- Directed by: Trevor D. Rhone
- Written by: Trevor D. Rhone (play) David Ogden
- Produced by: Edward Knight
- Starring: Carl Bradshaw Glenn Morrison Stanley Irons Vaughn Crosskill
- Cinematography: David McDonald
- Edited by: Mike Gilligan Joe Staton
- Music by: Melba Liston
- Production company: Knuts
- Release date: 19 May 1976; (New York)
- Running time: 86 minutes
- Country: Jamaica
- Language: English

= Smile Orange =

1976 Jamaican film by Trevor Rhone

Smile Orange is a 1976 satirical film set in Jamaica. It follows the day-to-day life of Ringo, played by Carl Bradshaw, a smooth-talking waiter and con-man.
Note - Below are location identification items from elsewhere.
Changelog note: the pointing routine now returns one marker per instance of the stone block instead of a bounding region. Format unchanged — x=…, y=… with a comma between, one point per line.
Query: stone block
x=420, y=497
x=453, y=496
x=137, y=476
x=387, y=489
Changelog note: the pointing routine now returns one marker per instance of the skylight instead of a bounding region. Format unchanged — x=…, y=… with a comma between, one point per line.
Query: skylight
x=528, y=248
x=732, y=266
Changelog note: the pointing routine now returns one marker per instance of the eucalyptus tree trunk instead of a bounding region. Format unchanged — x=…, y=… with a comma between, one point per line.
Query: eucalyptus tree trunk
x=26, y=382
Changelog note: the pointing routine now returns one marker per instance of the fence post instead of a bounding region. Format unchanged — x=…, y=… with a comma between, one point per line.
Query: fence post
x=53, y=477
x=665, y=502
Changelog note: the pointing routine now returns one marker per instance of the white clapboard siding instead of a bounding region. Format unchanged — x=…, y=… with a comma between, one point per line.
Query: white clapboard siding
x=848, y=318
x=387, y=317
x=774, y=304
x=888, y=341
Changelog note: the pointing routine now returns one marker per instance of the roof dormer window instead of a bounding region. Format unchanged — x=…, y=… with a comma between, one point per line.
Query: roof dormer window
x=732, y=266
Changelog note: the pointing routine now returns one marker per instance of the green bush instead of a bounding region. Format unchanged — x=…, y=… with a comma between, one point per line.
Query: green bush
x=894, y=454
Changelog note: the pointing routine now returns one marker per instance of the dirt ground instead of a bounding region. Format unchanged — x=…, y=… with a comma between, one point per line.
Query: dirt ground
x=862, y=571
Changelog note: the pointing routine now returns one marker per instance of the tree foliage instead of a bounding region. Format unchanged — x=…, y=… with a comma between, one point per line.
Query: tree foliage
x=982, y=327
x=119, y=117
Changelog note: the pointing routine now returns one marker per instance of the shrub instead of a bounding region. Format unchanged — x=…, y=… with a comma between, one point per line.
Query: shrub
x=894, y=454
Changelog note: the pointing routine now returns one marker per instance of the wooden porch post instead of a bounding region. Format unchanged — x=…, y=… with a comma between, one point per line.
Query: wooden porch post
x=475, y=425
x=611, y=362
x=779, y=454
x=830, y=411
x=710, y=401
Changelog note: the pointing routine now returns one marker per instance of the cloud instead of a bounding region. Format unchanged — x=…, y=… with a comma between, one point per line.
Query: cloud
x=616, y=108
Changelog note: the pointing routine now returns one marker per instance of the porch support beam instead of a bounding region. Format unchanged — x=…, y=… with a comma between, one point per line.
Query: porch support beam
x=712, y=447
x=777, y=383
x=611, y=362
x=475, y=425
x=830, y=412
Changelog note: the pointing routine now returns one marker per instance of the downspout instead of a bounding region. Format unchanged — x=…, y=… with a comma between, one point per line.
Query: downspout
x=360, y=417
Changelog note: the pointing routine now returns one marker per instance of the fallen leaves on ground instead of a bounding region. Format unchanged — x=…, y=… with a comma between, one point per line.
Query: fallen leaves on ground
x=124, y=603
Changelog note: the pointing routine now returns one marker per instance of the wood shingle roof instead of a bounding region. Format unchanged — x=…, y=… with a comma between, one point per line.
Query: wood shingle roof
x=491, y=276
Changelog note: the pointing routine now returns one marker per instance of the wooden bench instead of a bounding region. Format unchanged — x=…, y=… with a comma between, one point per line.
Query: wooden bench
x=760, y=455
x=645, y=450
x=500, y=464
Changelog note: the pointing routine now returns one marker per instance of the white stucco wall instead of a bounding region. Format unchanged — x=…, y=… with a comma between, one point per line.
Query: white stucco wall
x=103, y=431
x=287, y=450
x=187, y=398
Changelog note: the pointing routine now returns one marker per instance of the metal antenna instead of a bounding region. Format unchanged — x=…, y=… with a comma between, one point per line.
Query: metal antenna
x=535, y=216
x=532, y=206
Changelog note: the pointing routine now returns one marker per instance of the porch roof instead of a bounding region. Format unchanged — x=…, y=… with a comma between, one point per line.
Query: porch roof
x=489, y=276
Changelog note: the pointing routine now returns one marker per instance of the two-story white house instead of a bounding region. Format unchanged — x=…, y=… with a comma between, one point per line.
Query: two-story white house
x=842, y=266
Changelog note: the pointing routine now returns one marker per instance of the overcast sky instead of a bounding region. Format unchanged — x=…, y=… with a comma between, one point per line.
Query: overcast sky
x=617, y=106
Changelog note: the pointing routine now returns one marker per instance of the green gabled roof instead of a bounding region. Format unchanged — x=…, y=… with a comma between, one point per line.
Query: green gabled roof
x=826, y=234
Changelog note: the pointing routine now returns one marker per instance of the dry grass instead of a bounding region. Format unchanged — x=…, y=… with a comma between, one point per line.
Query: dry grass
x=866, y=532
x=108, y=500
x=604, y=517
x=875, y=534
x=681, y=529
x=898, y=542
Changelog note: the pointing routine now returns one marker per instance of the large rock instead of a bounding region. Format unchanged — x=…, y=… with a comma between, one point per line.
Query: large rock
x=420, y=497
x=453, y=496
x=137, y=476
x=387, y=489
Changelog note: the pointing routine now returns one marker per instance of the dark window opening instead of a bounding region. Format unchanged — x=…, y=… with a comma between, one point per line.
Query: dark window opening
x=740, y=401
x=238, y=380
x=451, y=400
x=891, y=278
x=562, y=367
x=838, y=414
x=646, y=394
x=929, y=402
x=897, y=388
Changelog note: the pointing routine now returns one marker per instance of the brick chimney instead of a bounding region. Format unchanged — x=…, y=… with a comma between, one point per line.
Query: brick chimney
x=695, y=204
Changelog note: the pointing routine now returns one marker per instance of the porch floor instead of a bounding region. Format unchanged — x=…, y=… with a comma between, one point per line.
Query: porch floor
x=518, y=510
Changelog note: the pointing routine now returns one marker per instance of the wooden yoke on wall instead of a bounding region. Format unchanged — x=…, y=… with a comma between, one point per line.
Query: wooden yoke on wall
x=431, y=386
The film explores the tourism industry in the Caribbean and seems to suggest there are similarities to slavery in that industry.

The film was directed by Trevor D. Rhone, who also wrote the play on which it is based, and was produced by Edward Knight. The movie stars Bradshaw, Glenn Morrison, and Stanley Irons.

==Critical acclaim==
Trevor Rhone's 1976 Smile Orange has received praise and criticism across the globe. The day after the film's debut in the United States, the New York Times writer Richard Eder remarked on the film's "wittiness and pungency" but criticized its technical cinematographic elements as "terribly awkward."

Time Out London hailed Smile Orange a "genuinely hilarious politicized farce…a satire on tourism that centers on hotel waiter Ringo Smith's efforts to exploit the exploiters."

The film was praised by The Gleaner, a Jamaican newspaper. On 6 November 2010, writer Andrew Robinson published the newspaper's top five Jamaican films. Smile Orange was placed at number three, and called "comedic, cinematic gold."

Ras Zuke, author of Rastaman Vibration has also commented on Smile Orange. He explains that the film allows people to experience the exploited resort culture of Jamaica with a clearer understanding of the relationships between skin color and positions of power, the urban and rural lifestyle conflicts, and the interaction between women and men of Jamaica.